Dean Stewart - welding wonder
published: Sunday | October 31, 2004


Dean Stewart is a welding student at the Rockfort Human Employment and Resource Training/National Training Agency (HEART/NTA).

Avia Ustanny, Outlook Writer

A WAVE nouveau tightly curled against his head, Dean Stewart is round faced handsome in a gleaming white shirt ­ the uniform of Rockfort Human Employment and Resource Training (HEART) Academy.

He looks like any normal teen who loves and is involved in sport. From the waist up, muscles hint at his love for basketball. However, Dean, born a paraplegic, has no legs.

The student, though, is quick to point out that his life is as normal as anyone else's. "I go to parties, too," he says. And just like everyone else, Dean has a dream. He passionately wants to become a lawyer. In the meantime, however, he has taken up welding.

Dean recently started the 10-month welding programme at Rockfort. There, his welding instructor, Courtney Williams, says that he is doing really well.

"I have had experience with other persons with disabilities. However, Dean's persistence way surpasses my expectations."

Dean, he said, does not want anybody to treat him as disabled.

"On the first day I wanted to adjust the work table for him and he said, "No sir." He said that when he into the work situation no one would be making allowances for him so he wanted the same situation. He has been able to motivate students who have two legs (but who are often less enthusiastic)."

Wants no favouritism

At Rockfort, the school community has rallied to make the experience a good one for Dean, although he wants no favouritism. Students buy his lunch for him, carry his chair when necessary and in others ways try to make life as smooth as possible.

School manager at Rockfort, Marcus Nash, told Outlook, "This is a first for Rockfort.

"We were not totally prepared, but now we have started to put in ramps so that he can get in and out of the workshop. The school is also improving access to the bathroom and canteen areas for the student and others like him who will follow.

"We hope we will have more persons like him coming," the school manager added.

Dean's presence at the training school is largely due to the effort of the Jamaica Paraplegic Association. Pamela Chin, a volunteer at this organisation, said that Dean played on the association's basketball team, but like many others were not involved in the kind of training that would lead to employment.

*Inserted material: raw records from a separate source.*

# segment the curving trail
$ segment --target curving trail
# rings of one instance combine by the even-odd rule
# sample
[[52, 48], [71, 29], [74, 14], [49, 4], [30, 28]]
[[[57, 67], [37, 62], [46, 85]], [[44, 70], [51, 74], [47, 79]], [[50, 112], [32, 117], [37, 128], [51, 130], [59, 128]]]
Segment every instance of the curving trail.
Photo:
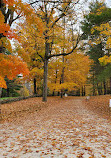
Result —
[[82, 99], [49, 98], [18, 120], [0, 124], [0, 158], [111, 158], [111, 124]]

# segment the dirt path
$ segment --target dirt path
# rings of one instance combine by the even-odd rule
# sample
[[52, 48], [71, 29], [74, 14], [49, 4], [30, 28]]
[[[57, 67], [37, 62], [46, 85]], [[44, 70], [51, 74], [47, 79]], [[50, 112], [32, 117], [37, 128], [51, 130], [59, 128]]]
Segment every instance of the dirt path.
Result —
[[81, 99], [49, 101], [40, 112], [0, 124], [0, 158], [111, 158], [111, 124]]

The 19-year-old, a former student at Papine High School, had not done very well in school before because of the difficulty involved in travelling from his home in Maxfield Park where he lives with mother Angela Reid.

The Paraplegic Association pulled together a number of corporate sponsors who have agreed to underwrite the cost of his travel, breakfast and supper.

Everything is going like clockwork, Mrs. Chin notes. Dean's chauffeur is another paraplegic who runs a taxi service.

Pamela Chin said, "Dean is brave. It is all so inspiring. Dean is one of six children born to mother Angela Reid. His father, Derrick Stewart, died when he was three."

Sister pleased

Older sister Mellissa Powell, a hairdresser, told Outlook that she is pleased that her brother is doing so well. "Dean is a nice boy. Very intelligent. Yesterday I called him and he told me that he is doing well in school. He will turn out well because he has ability. He loves sports too," she said. Although Dean says that welding is not his first priority, he really likes it especially where it involves work with automobiles. "I have to work," he said.

"I hope to get a job but I still want the subjects which will help me to become a lawyer." With his kind of determination, he just might succeed.